Here's another doozy, taken two days (I think??) after delivery.



And a couple "in progress" shots.

Me in February:



And, once again, my glorious (LOL) running pic from earlier this month. I need to get my computer set up to load more pics, and that is the reason I keep posting the same one. But it gives you the idea of where I am now.



Back to the story now. Cut to my first post-op visit at the OB. The dreaded scale came into play again. Two hundred six pounds. Wait, I thought I was supposed to be dropping weight like crazy now, since the kid was out and I was breastfeeding. Yeah, not so much. But I figured I wouldn't worry about it and counted on the breastfeeding to help me lose weight.

I guess I am not the kind of gal who can drop weight just by lactating. Come November, the scale still read 204 pounds. That was it; I was done. Well, that along with my reading about buddy Lisa losing weight by running was all I needed to get my behind in gear again.

And now I am so glad that I did. It was scary at first, since I tend to put enormous pressure on myself to be "perfect," and falling short scares me. But the other night that scale read 183.5 pounds, and I started looking at myself in a different way. Only 20 pounds above my rowing days, when I was in kick-ass shape. My weight is still not "ideal" according to the charts, but it's much closer and definitely within reach. I am feeling like a winner.

Today's stats:

Bike:
Time: 35:05
Distance: 10.01 miles
Pace: 3:30 minute/mile

10 comments:

J~Mom said...

You can't even count the pregnancy days silly!! That is all just part of having the bouncing baby boy! :>)

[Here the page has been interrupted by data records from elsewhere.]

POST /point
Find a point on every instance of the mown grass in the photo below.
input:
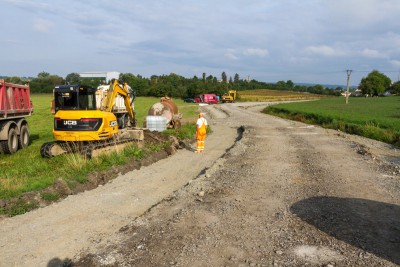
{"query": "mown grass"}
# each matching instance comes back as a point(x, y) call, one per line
point(266, 95)
point(376, 118)
point(27, 171)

But fast forward to today and you look fantastic!!!!! You have worked so hard and it totally shows! I love that picture of you!!

Mary Gee said...

Your progress has been stellar! I weigh a lot - but a lot less than I used to. When I weighed 205 lbs. my doctor told me I had less fat on me than some patients who weighed 130 or so. But still, I am glad I weigh less than that now.

Marcy said...

Ohhhh girl you know this Momma loves to pack on the pounds during pregnancy so I hear ya! The scale is so evil. Seriously, don't take too much stock in it. You could have an athlete of 250lbs of pure muscle or a couch tater at 250 lbs of pure fat, and the stupid thing doesn't know the difference. As long as you feel good, that's all that should matter ;D Easier said then done, right? LOL You've thinned out A LOT!!! You're doing great Momma!!

Sarah said...

Now Matthews has a Mommy who can run to keep up with him! That is more important to him then whether or not she weighs the "perfect" weight. You look beautiful, and to you son I'm sure you are just that! Cheers.

Laurel said...

That's so awesome girl! Congratulations. You have lost a lot since you have been running. You look great. Of course, I think you looked great the day you gave birth too :)

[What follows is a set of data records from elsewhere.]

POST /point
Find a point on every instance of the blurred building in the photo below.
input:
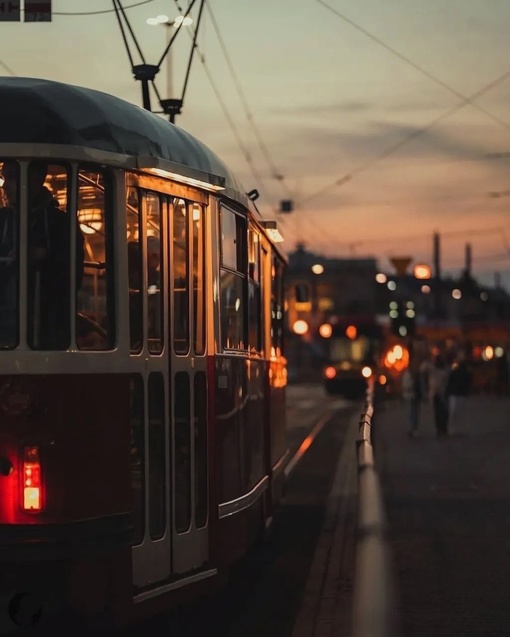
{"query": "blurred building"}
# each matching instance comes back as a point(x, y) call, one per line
point(445, 309)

Randy - Maniac #788 said...

Michelle you have come a long way..and are seeing success I would hope every time you look in the mirror...you look great.
I would ask you and Lisa...how have you managed to lose weight while running? Since I've started running in January I've more or less maintained my weight, falling between 211 and 219. I started out on August 5, 2007 at 246, so I've lost around 35 pounds, but it mostly all came off before the end of 2007.
It can be frustrating, and I know I need and want to lose another 30-35 pounds, but it ain't happening.
We do Weight Watchers, and I'm not journalling as faithfully as I should, ok, some weeks I don't journal at all....an admitted weakness...and I'm not all that careful with portion control any more....I'm going to stop here and go write this out on my blog...maybe...just maybe it will help to do that, let the world know of my struggle as well...thanks for opening up about this.

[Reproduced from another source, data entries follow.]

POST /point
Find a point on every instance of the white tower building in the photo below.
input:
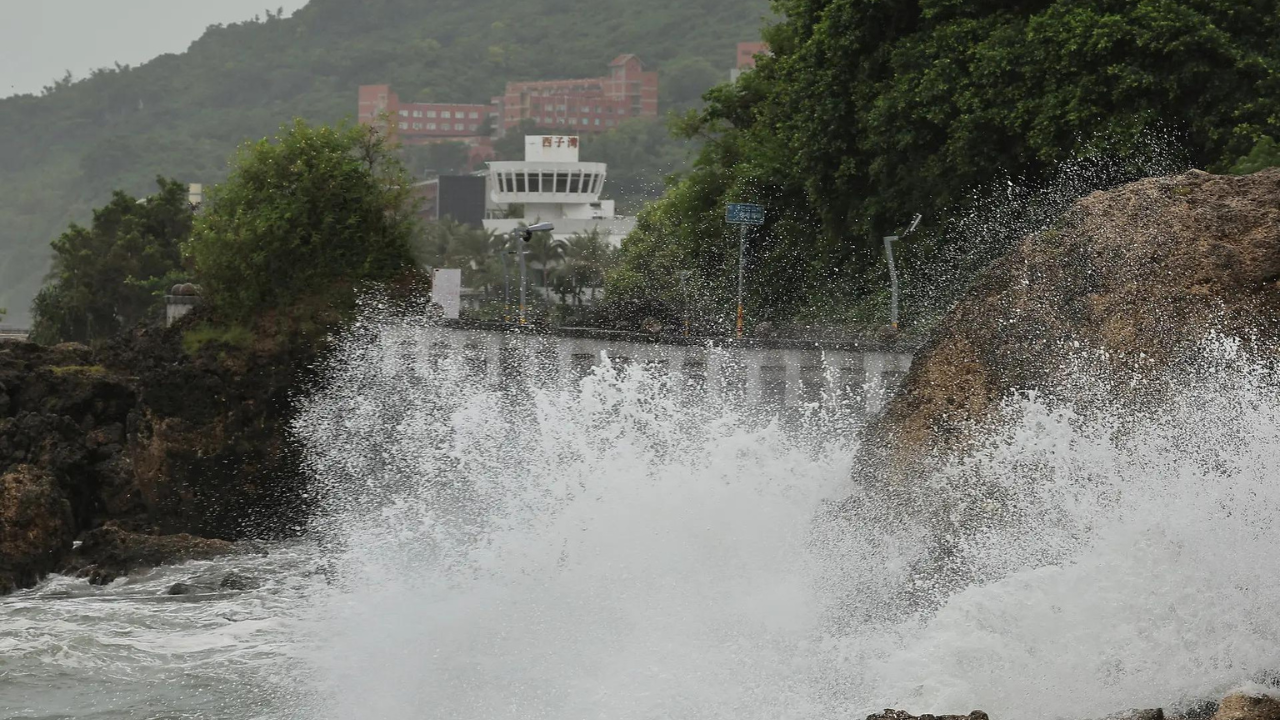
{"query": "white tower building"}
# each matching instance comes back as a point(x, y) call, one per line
point(553, 186)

Jason The Running Man said...

Great job Michelle...you look amazing! Great transformation.

Unknown said...

Absolutely fantastic! You are doing great. The most important part is to have fun with it. If you do that, the "exercise" part will take care of itself and you will be in stellar shape before you know it.

Enjoy the journey...

Michelle said...

That is some amazing progress!!!! Congrats!!!

Lesley Looper said...

It must be encouraging to see the progress pictures and to know you're getting in better shape, too! Keep up the good work!